Atemlose Stille herrschte im Saal, als der fremde Gast nun vortrat. Dann flüsterte jemand: "Es ist Rimuric." Wie ein Lauffeuer verbreitete sich der Name von Mund zu Mund. Ja, es war tatsächlich Rimuric von Vitta, der sich zur Hochzeit des Kranich eingefunden hatte und der nun sein neuestes Gedicht vortrug. "Mein Held," sprach der Dichter, "heißt Demantin und ist ein junger Ritter ohne Furcht und Tadel. Wie er durch Mut und Tapferkeit mit dem Schwerte Ehre und Reichtum erwarb, das sollt ihr nun von mir hören."

*

Der Dichter hatte geendet. Doch noch immer schwirrten Verse und Strophen aus dem neuen Epos durch den Raum, von Mund zu Mund flogen die Taten des ritterlichen Helden Demantin, und unter den Rittern des Königs war kein einziger, der es nicht am liebsten dem tapferen Abenteurer gleichgetan und sich sofort aufgemacht hätte, um sich draußen in der weiten Welt mit dem Schwerte Ruhm und Ehre zu erwerben. Als nun der Priester dem Brautpaar eine reichgeschmückte Pergamentrolle mit einer Abschrift der Dichtung überreichte, stand eindeutig fest, welcher der Gäste das kostbarste Hochzeitsgeschenk für Gayol und Acheloyde mitgebracht hatte.

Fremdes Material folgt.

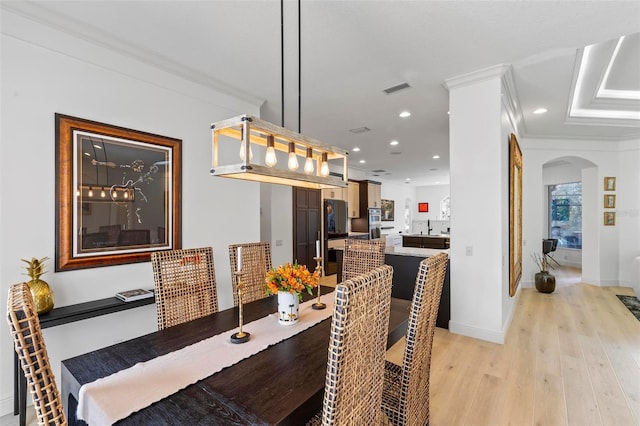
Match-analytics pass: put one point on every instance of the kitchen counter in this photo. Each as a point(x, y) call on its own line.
point(414, 251)
point(427, 235)
point(405, 262)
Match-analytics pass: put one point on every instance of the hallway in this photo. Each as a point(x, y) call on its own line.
point(571, 358)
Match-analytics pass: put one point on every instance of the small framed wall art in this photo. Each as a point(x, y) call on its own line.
point(609, 201)
point(609, 183)
point(609, 218)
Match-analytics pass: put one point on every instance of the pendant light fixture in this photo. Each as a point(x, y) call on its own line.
point(269, 139)
point(270, 158)
point(292, 164)
point(308, 163)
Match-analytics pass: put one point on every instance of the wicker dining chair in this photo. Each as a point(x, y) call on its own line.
point(185, 285)
point(361, 256)
point(355, 363)
point(406, 388)
point(256, 261)
point(32, 352)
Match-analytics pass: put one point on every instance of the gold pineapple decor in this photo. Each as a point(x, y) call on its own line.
point(40, 290)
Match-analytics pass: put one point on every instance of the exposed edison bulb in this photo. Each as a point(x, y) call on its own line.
point(243, 152)
point(293, 158)
point(308, 163)
point(324, 166)
point(270, 158)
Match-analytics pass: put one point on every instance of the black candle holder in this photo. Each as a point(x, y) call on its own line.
point(318, 305)
point(240, 336)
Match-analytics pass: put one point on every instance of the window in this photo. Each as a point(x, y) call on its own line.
point(565, 214)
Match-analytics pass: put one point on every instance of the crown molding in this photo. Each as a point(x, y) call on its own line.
point(491, 73)
point(104, 40)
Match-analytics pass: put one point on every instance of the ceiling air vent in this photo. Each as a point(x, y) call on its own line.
point(396, 88)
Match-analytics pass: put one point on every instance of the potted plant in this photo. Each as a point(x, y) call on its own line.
point(545, 281)
point(288, 282)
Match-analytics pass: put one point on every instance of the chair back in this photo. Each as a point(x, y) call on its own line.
point(32, 352)
point(256, 261)
point(185, 285)
point(416, 365)
point(361, 256)
point(355, 365)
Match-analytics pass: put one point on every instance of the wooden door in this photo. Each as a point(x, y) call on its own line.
point(306, 225)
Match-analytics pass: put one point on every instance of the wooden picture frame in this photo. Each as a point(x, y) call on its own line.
point(118, 194)
point(609, 201)
point(609, 218)
point(609, 183)
point(387, 209)
point(515, 214)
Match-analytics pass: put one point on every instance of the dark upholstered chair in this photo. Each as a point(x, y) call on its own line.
point(32, 352)
point(406, 387)
point(185, 285)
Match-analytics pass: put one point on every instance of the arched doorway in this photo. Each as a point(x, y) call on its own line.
point(568, 214)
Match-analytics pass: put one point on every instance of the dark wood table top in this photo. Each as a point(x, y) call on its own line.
point(280, 385)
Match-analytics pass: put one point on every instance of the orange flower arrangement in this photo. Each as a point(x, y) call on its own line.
point(291, 278)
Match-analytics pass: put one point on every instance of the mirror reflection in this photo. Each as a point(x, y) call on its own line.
point(122, 189)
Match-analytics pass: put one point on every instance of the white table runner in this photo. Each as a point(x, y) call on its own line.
point(112, 398)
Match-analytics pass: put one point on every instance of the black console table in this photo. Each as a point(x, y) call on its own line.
point(65, 315)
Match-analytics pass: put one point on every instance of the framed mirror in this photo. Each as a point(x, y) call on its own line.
point(515, 214)
point(117, 194)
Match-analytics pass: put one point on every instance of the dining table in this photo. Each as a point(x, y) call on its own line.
point(281, 385)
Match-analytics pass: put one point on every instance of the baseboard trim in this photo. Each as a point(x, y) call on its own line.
point(477, 333)
point(6, 405)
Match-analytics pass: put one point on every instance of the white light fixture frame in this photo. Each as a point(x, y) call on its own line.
point(249, 130)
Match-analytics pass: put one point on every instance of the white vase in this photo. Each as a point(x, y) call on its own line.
point(287, 308)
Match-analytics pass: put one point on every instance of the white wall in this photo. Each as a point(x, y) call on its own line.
point(401, 194)
point(628, 213)
point(607, 251)
point(45, 71)
point(480, 304)
point(432, 194)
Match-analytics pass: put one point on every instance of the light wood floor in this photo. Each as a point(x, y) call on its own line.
point(571, 358)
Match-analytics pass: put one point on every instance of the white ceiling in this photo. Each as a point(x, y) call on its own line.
point(352, 50)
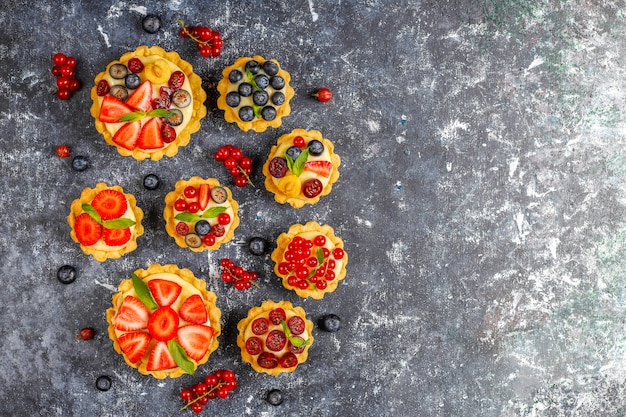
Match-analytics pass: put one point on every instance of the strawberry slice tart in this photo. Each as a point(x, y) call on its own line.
point(301, 168)
point(163, 321)
point(105, 221)
point(275, 337)
point(148, 103)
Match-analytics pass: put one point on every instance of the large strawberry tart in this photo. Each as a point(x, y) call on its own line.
point(105, 221)
point(163, 321)
point(148, 103)
point(301, 168)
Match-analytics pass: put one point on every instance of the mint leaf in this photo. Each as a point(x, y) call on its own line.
point(143, 292)
point(180, 356)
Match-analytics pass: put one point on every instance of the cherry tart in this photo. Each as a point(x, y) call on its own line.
point(301, 168)
point(163, 321)
point(275, 337)
point(148, 103)
point(200, 214)
point(310, 259)
point(105, 221)
point(255, 93)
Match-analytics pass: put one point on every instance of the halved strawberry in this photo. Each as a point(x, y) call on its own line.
point(163, 323)
point(160, 358)
point(165, 292)
point(112, 109)
point(110, 204)
point(116, 237)
point(204, 195)
point(132, 315)
point(141, 98)
point(150, 136)
point(322, 168)
point(128, 134)
point(193, 310)
point(87, 230)
point(134, 345)
point(195, 339)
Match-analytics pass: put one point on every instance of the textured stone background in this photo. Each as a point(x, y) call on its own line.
point(482, 200)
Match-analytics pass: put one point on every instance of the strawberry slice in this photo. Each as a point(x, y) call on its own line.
point(193, 310)
point(134, 345)
point(150, 136)
point(204, 195)
point(132, 315)
point(165, 292)
point(116, 237)
point(322, 168)
point(112, 109)
point(141, 98)
point(88, 231)
point(127, 135)
point(160, 358)
point(163, 323)
point(195, 339)
point(110, 204)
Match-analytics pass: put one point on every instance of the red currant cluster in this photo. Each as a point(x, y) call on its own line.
point(219, 384)
point(209, 42)
point(238, 276)
point(65, 69)
point(239, 165)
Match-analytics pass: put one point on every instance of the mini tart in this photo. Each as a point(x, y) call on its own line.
point(273, 100)
point(264, 343)
point(310, 259)
point(149, 137)
point(306, 180)
point(96, 244)
point(212, 199)
point(172, 289)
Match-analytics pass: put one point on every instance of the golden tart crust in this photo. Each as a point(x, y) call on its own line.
point(100, 250)
point(170, 212)
point(192, 285)
point(193, 113)
point(289, 188)
point(263, 311)
point(258, 124)
point(334, 247)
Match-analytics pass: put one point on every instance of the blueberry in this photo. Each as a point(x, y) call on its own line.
point(80, 163)
point(233, 99)
point(66, 274)
point(151, 182)
point(103, 383)
point(294, 152)
point(260, 98)
point(270, 68)
point(330, 323)
point(202, 227)
point(275, 397)
point(316, 147)
point(151, 23)
point(246, 114)
point(132, 81)
point(258, 246)
point(262, 81)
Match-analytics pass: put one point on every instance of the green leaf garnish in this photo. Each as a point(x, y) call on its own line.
point(143, 292)
point(180, 356)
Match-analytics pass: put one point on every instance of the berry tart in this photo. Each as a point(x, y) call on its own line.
point(301, 168)
point(200, 214)
point(275, 337)
point(255, 93)
point(310, 259)
point(163, 321)
point(148, 103)
point(105, 221)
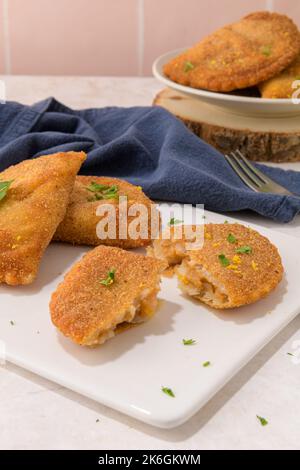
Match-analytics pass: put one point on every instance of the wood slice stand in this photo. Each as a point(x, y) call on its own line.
point(259, 138)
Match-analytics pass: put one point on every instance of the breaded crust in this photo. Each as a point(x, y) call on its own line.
point(239, 55)
point(243, 277)
point(30, 212)
point(83, 309)
point(281, 85)
point(80, 222)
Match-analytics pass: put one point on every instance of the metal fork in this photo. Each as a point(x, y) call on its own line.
point(254, 178)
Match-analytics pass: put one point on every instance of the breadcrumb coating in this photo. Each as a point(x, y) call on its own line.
point(88, 311)
point(30, 212)
point(239, 55)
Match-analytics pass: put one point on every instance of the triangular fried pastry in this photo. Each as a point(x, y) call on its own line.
point(34, 195)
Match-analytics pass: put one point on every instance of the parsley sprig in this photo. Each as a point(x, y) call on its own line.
point(223, 260)
point(110, 278)
point(244, 249)
point(189, 342)
point(174, 221)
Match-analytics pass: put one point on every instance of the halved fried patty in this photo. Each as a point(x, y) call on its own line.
point(105, 291)
point(236, 265)
point(80, 223)
point(239, 55)
point(281, 86)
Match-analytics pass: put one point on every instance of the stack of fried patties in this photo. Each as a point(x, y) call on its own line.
point(261, 50)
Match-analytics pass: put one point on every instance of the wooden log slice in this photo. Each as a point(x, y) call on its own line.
point(258, 138)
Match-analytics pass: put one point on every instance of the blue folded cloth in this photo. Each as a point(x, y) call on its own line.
point(145, 145)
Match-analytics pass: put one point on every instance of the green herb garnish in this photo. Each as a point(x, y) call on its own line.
point(174, 221)
point(103, 191)
point(110, 278)
point(262, 420)
point(189, 342)
point(206, 364)
point(168, 391)
point(244, 249)
point(188, 66)
point(4, 187)
point(231, 238)
point(266, 50)
point(223, 260)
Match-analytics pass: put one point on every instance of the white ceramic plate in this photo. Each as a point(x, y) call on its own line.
point(233, 103)
point(127, 372)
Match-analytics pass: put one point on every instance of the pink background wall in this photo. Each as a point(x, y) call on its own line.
point(110, 37)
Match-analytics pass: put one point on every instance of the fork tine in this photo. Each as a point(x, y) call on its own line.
point(245, 169)
point(251, 167)
point(241, 174)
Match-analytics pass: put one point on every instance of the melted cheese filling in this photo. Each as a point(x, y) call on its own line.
point(196, 281)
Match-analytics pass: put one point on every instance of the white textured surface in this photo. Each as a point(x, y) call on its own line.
point(38, 414)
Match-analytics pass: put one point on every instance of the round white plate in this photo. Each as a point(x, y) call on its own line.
point(234, 103)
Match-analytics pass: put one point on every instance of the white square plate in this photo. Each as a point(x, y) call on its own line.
point(127, 372)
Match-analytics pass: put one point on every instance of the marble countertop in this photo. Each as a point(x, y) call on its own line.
point(38, 414)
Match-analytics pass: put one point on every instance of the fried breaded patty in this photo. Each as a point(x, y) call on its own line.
point(105, 291)
point(281, 85)
point(80, 223)
point(239, 55)
point(236, 266)
point(34, 205)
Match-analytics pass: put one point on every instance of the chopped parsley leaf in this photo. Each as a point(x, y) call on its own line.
point(231, 238)
point(103, 191)
point(244, 249)
point(266, 50)
point(223, 260)
point(110, 278)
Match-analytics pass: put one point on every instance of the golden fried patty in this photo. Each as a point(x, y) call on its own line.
point(281, 86)
point(236, 266)
point(239, 55)
point(34, 204)
point(106, 290)
point(90, 192)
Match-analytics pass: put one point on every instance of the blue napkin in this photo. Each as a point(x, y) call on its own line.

Plötzlich entstand Unruhe am Eingang des Saales. Ein Knabe und ein Mädchen drängten sich heran und warfen sich vor dem movennischen König nieder.

"Herr," rief der Knabe, "uns ist ein großes Unrecht widerfahren. Allein deine königliche Gnade ist nun noch imstande, uns zu helfen." "So sprecht," forderte der König auf, denn für Gerechtigkeit im Reiche zu sorgen, galt als vornehmste Pflicht eines jeden Herrschers. Und der Knabe begann, sein Leid zu klagen.

"Herr," sprach er, "mein Name ist Securio, und dies ist meine Schwester Securia, wir sind die rechtmäßigen Erben des Landes Stire. Doch nach dem Tode unseres Vaters nahm uns Acurteis die Herrschaft fort, und uns jagte er aus dem Lande. Nun ziehen wir schon seit Wochen von Burg zu Burg und leben von dem, was uns mildtätige Menschen überlassen. Aber sie alle versicherten uns übereinstimmend: Der König ist ein gerechter Mann. Der König wird auch euch Recht schaffen."

"Das ist eine sehr ernste Angelegenheit," murmelte der König, als der Knabe geendigt hatte. "Ja," sagte er dann, "ich will euch Kindern helfen. Seht, am heutigen Tage sind die besten und tapfersten Ritter des ganzen Landes versammelt. Wählet aus: Wer immer euch gefällt, der soll euch folgen in euer Land und den argen Acurteis herausfordern. Und mit Hilfe der Götter wird er euch das Land im Zweikampf zurückgewinnen. Seht euch um. Prüfet und wählet. Jeder meiner Ritter wird mit Freuden bereit sein, für euch in den Kampf zu ziehen. Laßt euch Zeit mit der Suche und wählt gut."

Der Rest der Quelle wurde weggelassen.